ROS-dependent Bax activation in PEITC-induced apoptosis. A, immunocytochemical staining for Bax (green fluorescence), mitochondria (MitoTracker Red-associated red fluorescence), and nuclei (blue fluorescence) in wild-type and Rho-0 LNCaP and PC-3 cells following an 8-h treatment with Me₂SO (control) or 2.5 μm PEITC. B, analysis of conformational change of Bax using lysates from wild-type LNCaP and PC-3 cells and their Rho-0 variants following an 8-h treatment with Me₂SO or 2.5 μm PEITC. Active Bax with conformational change was immunoprecipitated (IP) from equal amounts of lysate proteins using anti-Bax 6A7 monoclonal antibody and immunoprecipitates were subjected to immunoblotting (IB) using polyclonal anti-Bax antibody. Immunoblotting for total Bax protein also was performed using cell lysate. Immunoblotting for Bax and Bak (C), cytoplasmic histone-associated DNA fragmentation (D), and caspase-3 activation (E) in PC-3 cells transiently transfected with a control nonspecific siRNA or combined Bax and Bak-targeted siRNA and treated for 24 h with Me₂SO or the indicated concentrations of PEITC. Results shown are mean ± S.E. Total sample size is n = 6 per group.
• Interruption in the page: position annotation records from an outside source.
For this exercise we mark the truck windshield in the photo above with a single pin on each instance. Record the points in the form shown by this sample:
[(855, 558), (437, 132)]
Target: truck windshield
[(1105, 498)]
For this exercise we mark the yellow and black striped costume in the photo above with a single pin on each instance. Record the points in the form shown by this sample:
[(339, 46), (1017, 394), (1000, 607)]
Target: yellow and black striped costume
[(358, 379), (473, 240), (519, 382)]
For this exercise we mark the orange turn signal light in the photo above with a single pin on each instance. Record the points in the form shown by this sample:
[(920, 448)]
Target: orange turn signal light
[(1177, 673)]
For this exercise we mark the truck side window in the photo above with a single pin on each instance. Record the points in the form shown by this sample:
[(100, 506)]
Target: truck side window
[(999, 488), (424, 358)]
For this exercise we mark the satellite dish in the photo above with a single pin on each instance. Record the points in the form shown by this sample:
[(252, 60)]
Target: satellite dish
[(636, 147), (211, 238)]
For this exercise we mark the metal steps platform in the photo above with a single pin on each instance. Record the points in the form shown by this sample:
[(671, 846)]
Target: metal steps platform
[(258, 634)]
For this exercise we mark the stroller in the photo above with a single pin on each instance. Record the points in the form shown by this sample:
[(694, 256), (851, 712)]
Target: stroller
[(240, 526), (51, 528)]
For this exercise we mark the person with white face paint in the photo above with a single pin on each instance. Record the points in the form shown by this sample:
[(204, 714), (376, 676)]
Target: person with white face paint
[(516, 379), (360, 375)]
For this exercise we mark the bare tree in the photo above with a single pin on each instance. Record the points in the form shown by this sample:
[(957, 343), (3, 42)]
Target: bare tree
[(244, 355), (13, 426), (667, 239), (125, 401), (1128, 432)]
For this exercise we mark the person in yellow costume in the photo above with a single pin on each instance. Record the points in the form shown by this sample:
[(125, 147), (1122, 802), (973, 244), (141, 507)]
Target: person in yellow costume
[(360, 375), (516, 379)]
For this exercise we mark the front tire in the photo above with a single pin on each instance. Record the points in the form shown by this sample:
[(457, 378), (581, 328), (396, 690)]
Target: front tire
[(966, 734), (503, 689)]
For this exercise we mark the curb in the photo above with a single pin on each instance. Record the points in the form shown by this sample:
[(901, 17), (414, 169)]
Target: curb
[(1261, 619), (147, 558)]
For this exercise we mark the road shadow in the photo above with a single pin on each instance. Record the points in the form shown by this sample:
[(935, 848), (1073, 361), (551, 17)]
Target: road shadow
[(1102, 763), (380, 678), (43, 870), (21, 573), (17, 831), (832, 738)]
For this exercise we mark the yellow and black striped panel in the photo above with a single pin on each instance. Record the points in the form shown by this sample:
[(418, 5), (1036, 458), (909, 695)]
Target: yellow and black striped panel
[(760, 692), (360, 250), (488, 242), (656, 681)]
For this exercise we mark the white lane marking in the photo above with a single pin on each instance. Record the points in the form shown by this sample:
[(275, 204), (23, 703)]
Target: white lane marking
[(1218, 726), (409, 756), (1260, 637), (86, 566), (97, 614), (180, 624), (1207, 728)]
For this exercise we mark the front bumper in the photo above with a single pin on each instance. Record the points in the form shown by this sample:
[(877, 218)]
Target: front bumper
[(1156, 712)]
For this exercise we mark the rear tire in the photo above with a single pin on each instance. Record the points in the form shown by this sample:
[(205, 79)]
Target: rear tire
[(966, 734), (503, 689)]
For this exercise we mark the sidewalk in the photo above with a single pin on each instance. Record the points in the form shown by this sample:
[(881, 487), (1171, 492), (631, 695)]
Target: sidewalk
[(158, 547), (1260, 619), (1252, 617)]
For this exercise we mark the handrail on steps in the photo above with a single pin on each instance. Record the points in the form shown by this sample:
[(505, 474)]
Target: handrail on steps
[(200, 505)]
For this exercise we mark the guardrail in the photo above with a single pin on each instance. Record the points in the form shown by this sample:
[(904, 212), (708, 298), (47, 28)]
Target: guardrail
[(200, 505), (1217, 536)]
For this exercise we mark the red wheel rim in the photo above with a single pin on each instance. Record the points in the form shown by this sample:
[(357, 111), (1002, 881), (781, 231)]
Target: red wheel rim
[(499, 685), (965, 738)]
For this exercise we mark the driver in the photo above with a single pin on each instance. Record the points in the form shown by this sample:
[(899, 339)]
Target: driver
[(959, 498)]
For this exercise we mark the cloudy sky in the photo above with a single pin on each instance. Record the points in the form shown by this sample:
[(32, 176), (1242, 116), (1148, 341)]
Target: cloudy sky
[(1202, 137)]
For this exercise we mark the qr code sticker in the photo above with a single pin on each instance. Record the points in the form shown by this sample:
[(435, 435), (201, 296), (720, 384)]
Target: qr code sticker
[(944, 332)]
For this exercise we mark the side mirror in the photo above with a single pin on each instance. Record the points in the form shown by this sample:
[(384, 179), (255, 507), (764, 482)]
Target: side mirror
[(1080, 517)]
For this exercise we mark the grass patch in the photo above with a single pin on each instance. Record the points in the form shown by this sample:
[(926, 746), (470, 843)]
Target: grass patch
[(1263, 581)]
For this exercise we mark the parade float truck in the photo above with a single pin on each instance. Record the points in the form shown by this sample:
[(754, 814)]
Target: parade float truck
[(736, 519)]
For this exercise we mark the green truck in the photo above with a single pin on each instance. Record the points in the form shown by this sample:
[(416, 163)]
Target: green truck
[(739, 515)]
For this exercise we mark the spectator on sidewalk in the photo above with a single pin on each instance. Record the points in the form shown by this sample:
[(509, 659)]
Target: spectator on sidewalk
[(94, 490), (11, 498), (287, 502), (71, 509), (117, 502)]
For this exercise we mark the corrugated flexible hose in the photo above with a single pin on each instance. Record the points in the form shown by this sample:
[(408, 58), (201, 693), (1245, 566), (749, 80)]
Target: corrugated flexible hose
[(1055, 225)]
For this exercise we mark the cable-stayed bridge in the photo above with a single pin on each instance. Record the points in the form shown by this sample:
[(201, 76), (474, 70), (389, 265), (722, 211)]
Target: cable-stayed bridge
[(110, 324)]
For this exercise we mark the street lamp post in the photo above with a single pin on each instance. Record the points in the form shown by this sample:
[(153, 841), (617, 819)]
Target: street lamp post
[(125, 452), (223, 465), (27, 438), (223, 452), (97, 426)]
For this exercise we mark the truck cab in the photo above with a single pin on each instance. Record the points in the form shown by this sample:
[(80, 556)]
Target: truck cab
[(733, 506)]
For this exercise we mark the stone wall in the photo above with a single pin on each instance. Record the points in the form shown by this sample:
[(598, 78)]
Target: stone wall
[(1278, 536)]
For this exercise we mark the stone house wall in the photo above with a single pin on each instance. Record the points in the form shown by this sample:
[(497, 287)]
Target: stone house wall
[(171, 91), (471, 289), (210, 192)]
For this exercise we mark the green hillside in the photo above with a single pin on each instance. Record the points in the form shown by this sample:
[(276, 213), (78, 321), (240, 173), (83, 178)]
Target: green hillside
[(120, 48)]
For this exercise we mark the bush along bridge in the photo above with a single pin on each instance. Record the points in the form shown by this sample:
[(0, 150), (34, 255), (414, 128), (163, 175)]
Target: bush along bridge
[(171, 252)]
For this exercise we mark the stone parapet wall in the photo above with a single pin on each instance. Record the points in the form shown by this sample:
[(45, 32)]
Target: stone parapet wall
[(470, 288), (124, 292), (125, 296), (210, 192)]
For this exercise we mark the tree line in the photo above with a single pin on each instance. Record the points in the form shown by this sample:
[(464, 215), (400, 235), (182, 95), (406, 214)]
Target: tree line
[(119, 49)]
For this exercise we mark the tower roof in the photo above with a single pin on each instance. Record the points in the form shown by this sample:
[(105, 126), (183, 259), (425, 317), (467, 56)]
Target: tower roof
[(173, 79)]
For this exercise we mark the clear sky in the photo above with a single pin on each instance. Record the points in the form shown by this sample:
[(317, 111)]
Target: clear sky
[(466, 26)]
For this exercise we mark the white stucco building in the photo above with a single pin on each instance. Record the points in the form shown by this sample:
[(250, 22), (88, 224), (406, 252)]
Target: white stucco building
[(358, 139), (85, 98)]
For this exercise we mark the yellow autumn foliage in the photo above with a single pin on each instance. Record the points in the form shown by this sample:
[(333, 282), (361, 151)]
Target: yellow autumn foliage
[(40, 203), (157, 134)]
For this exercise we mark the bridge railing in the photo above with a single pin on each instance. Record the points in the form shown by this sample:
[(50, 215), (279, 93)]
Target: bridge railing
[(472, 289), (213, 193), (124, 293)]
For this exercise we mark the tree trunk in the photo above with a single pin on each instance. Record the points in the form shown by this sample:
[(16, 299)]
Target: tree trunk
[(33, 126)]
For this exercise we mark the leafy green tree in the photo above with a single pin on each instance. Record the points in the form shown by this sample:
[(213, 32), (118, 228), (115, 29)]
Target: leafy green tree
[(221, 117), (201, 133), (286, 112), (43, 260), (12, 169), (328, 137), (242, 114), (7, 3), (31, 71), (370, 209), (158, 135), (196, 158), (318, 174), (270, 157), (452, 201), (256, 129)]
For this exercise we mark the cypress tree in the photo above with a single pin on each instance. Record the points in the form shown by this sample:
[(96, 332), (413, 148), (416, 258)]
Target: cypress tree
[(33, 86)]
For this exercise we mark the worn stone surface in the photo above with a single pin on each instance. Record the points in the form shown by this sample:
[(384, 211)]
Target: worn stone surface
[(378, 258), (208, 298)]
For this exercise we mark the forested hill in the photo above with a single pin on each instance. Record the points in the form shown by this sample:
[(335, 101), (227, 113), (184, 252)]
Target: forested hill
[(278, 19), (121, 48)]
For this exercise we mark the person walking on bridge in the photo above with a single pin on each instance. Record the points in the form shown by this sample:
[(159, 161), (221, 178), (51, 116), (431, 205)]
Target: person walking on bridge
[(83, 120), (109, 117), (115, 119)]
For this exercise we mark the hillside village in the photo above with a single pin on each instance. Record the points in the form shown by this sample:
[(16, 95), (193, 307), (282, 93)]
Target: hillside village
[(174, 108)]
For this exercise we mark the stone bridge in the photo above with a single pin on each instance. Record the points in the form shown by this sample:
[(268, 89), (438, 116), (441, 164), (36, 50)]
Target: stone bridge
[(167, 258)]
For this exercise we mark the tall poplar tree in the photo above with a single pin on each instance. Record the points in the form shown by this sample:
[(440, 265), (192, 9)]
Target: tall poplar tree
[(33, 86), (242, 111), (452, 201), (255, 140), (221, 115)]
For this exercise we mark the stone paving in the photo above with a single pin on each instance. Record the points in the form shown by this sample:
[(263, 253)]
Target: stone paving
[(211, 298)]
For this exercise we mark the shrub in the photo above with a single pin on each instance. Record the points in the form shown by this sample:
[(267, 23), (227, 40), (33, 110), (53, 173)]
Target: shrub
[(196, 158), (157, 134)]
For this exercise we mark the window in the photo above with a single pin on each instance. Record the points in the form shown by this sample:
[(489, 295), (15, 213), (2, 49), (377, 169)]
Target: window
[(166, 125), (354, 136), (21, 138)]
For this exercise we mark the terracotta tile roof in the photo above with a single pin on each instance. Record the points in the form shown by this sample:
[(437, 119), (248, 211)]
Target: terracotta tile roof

As described under “Statistical Methods,” S.E. bars are estimated from the mixed effects ANOVA. Significantly different (***, p < 0.001) compared with corresponding Me₂SO-treated control by mixed effects ANOVA.

FIGURE 10.

Role of ROS in PEITC-induced autophagy. A, immunoblotting for catalase and LC3 using lysates from wild-type LNCaP cells and its Rho-0 variant following a 6- or 9-h treatment with Me₂SO or 5 μm PEITC. B, analysis of acidic vesicular organelles (yellow-orange) in wild-type LNCaP cells and its Rho-0 variant following a 9-h treatment with Me₂SO or 5 μm PEITC (×100 objective magnification). C, immunofluorescence microscopic analysis for punctate pattern of LC3 localization in wild-type LNCaP cells and its Rho-0 variant following 9 h of treatment with Me₂SO or 5 μm PEITC (×100 objective magnification). D, percentage of cells with punctate pattern of LC3 localization in wild-type LNCaP and its Rho-0 variant following a 9-h treatment with Me₂SO or 5 μm PEITC. Results shown are mean ± S.E. Total sample size is n = 4–5 per group. S.E. bars are estimated from the mixed effects ANOVA. Significantly different (***, p < 0.001) between the indicated groups by mixed effects ANOVA. E, immunoblotting for cleaved LC3-II using lysates from wild-type (WT) PC-3 cells and its Rho-0 variant following a 6- or 9-h treatment with Me₂SO or 5 μm PEITC. F, immunofluorescence microscopic analysis for LC3 localization in wild-type PC-3 cells and its Rho-0 variant following 9 h of treatment with Me₂SO or 5 μm PEITC (×100 objective magnification).

FIGURE 11.

Schematic presentation of a mechanistic model explaining PEITC-induced cell death in human prostate cancer cells, involving inhibition of complex III activity leading to ROS production, Bax activation, collapse of mitochondrial membrane potential, caspase-3 activation and eventual cell death. The PEITC-induced autophagic death is also partly dependent on ROS production, but the precise mechanism by which ROS regulate autophagy induction remains to be elucidated. CI, complex I; cyt. c, cytochrome c.